Most of those probabilities are zero – you can’t go from two outs in the fifth to one out in the seventh in one plate appearance.  The others, you can calculate using reasonable methods.  If the state is “third inning, one out, runner on first and second, Ibanez at bat,” what’s the transition probability to “third inning, one out, nobody on, Lopez at bat”?  It’s pretty much just the probability of Ibanez hitting a home run, which is maybe 20/685, going by his 2005 stats.  Basically, from any state, you can only get to a couple of handfuls of other states, and the probabilities aren’t that hard to figure out. 

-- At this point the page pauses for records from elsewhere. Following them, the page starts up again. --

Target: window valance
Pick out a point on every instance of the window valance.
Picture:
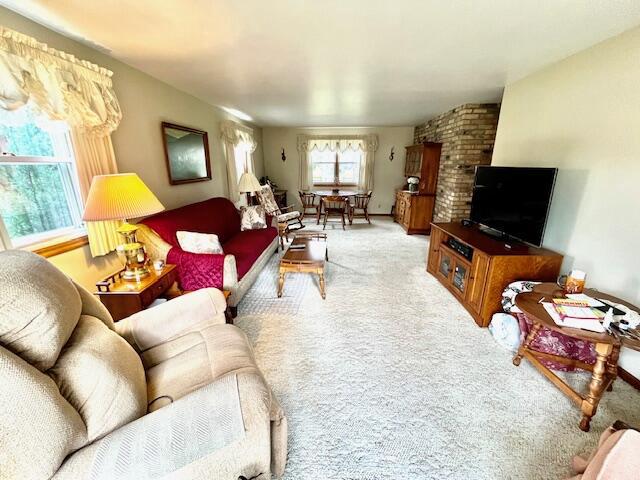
(235, 133)
(57, 84)
(367, 144)
(338, 143)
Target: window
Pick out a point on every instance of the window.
(336, 168)
(242, 155)
(39, 195)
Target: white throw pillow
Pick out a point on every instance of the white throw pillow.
(253, 218)
(195, 242)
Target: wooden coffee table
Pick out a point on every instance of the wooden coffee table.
(311, 259)
(607, 347)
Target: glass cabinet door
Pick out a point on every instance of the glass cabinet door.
(446, 264)
(459, 279)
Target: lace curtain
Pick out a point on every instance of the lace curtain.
(233, 134)
(368, 144)
(60, 86)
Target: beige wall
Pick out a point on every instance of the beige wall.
(388, 176)
(145, 102)
(582, 115)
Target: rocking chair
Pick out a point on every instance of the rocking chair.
(288, 220)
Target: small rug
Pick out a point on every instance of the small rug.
(390, 378)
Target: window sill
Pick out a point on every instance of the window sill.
(58, 245)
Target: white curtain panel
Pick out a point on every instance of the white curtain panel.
(367, 144)
(233, 134)
(56, 84)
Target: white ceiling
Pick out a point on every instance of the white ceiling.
(337, 62)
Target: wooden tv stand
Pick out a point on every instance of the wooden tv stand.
(478, 279)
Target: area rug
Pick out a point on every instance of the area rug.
(390, 378)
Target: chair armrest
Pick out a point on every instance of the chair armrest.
(172, 319)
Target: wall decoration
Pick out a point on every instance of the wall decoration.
(187, 154)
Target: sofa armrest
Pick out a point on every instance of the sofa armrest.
(174, 318)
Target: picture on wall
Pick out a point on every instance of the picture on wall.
(187, 154)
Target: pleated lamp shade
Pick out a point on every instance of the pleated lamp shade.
(119, 197)
(248, 183)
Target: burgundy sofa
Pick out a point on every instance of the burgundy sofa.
(245, 252)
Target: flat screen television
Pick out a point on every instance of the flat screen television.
(513, 201)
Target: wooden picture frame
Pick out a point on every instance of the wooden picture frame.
(186, 161)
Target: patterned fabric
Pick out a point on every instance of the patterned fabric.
(267, 200)
(195, 242)
(283, 217)
(196, 270)
(547, 341)
(253, 218)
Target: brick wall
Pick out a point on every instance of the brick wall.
(467, 134)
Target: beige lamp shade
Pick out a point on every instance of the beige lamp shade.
(119, 197)
(248, 183)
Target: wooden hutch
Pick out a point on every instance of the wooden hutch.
(476, 267)
(414, 210)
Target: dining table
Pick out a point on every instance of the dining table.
(334, 193)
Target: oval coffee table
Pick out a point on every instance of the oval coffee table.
(607, 347)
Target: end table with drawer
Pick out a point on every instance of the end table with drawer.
(123, 298)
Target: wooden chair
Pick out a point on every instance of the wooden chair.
(288, 219)
(360, 202)
(308, 201)
(335, 206)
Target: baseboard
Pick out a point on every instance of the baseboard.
(630, 379)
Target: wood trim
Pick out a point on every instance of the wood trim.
(630, 379)
(62, 247)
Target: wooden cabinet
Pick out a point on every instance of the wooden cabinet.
(414, 211)
(423, 161)
(478, 278)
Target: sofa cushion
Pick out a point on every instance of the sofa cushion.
(216, 215)
(187, 363)
(101, 375)
(247, 246)
(39, 308)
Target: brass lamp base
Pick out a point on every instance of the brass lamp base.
(133, 254)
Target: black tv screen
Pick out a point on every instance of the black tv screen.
(514, 201)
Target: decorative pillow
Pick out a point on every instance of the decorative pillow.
(253, 218)
(195, 242)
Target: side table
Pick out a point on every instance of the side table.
(607, 347)
(123, 298)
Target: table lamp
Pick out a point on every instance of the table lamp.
(248, 184)
(120, 197)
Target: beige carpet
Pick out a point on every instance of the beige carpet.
(390, 378)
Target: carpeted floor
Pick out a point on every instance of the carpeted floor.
(390, 378)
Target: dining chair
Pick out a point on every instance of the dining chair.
(360, 202)
(309, 204)
(335, 206)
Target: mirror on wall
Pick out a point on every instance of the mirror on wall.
(187, 154)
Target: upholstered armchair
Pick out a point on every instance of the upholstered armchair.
(172, 391)
(287, 218)
(615, 458)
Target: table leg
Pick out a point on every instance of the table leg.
(597, 384)
(321, 278)
(280, 283)
(535, 328)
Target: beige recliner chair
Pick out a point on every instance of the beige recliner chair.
(171, 392)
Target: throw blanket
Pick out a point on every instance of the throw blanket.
(547, 341)
(197, 270)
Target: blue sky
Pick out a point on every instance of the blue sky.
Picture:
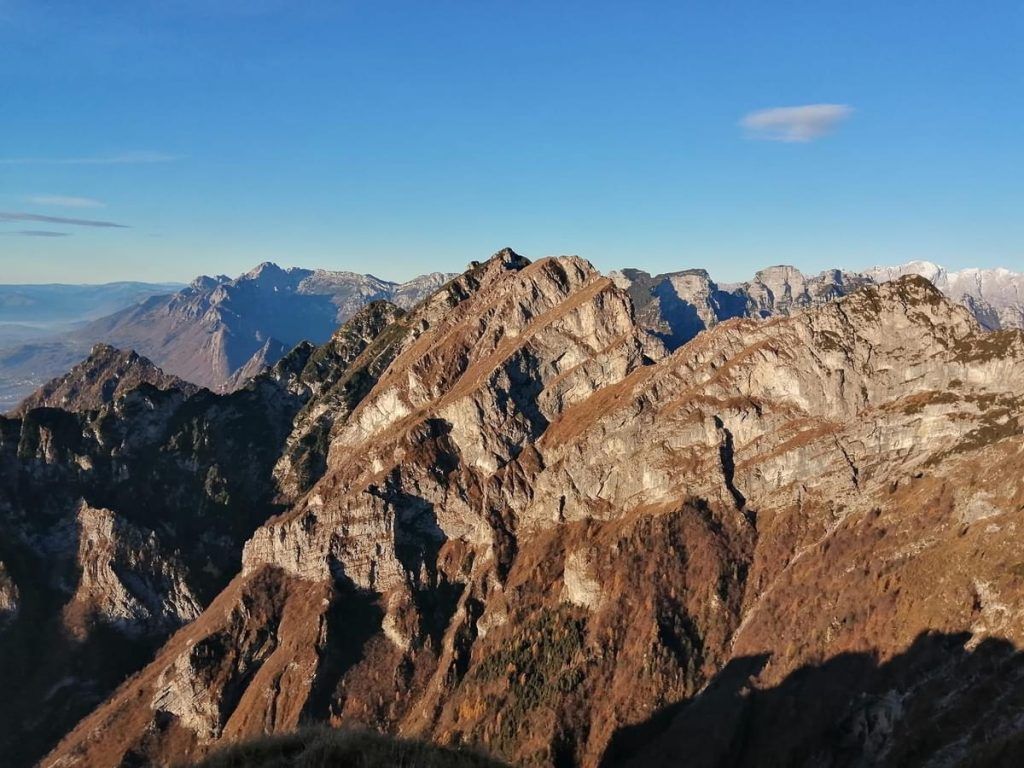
(399, 137)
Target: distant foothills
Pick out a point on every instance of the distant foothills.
(219, 332)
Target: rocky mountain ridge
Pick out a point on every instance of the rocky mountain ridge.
(105, 375)
(677, 306)
(511, 517)
(216, 332)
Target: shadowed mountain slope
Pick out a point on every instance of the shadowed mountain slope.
(513, 519)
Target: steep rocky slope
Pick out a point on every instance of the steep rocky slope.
(514, 520)
(677, 306)
(995, 297)
(117, 526)
(103, 376)
(219, 332)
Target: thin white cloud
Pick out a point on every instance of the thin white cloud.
(795, 124)
(126, 158)
(36, 233)
(19, 216)
(64, 201)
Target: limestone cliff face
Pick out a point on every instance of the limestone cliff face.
(103, 376)
(512, 518)
(677, 306)
(126, 580)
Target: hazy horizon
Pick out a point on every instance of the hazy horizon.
(159, 141)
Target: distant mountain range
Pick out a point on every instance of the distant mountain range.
(216, 332)
(219, 332)
(510, 518)
(678, 305)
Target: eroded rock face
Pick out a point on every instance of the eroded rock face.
(534, 529)
(677, 306)
(126, 579)
(105, 375)
(994, 297)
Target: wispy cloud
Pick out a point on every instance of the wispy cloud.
(37, 233)
(126, 158)
(18, 216)
(795, 123)
(65, 201)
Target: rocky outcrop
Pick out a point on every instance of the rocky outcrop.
(994, 297)
(103, 376)
(528, 526)
(119, 525)
(126, 580)
(8, 597)
(677, 306)
(219, 332)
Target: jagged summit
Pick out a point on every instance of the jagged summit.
(218, 333)
(108, 373)
(512, 519)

You do have to make a few assumptions.  For instance, suppose the chance that Ibanez hits a double is 5%.  But does the runner on first score?  If you figure the runner on first will score half the time, you can give a 2.5% chance of transitioning to “third inning, one out, runners on second and third, Lopez at bat” and the other 2.5% to “third inning, one out, runner on second, Lopez at bat.”  But the point is that you only have to worry about the single plate appearance, not the whole game.  The matrix multiplication takes care of figuring the game.


That is, the Markov Chain technique says, that (a) if you can come up with a bunch of states; and (b) if you can figure the probabilties of any possible single change of state; then (c) a good computer can tell you all kinds of stuff about what happens over a whole bunch of state changes instead of just one.


And for the lineup question, (a) we know all the states, which consist of inning/outs/bases/batter; (b) we can make reasonable assumptions, like an APBA game, of what all the single probabilities are for an at-bat; which means that (c) the computer can tell us the probabilities of what happens over a whole game.


The master of applying the Markov technique is Mark Pankin.  Mark has published numerous studies on the topic, and the Philadelphia Daily News recently ran an article on his recommendations for the Phillies batting order (including rebuttal comments from Manager Charlie Manuel).


By the way, I don’t think Mark actually uses the “4 million transition probabilities” method – I think he found a way to simplify it into something more manageable.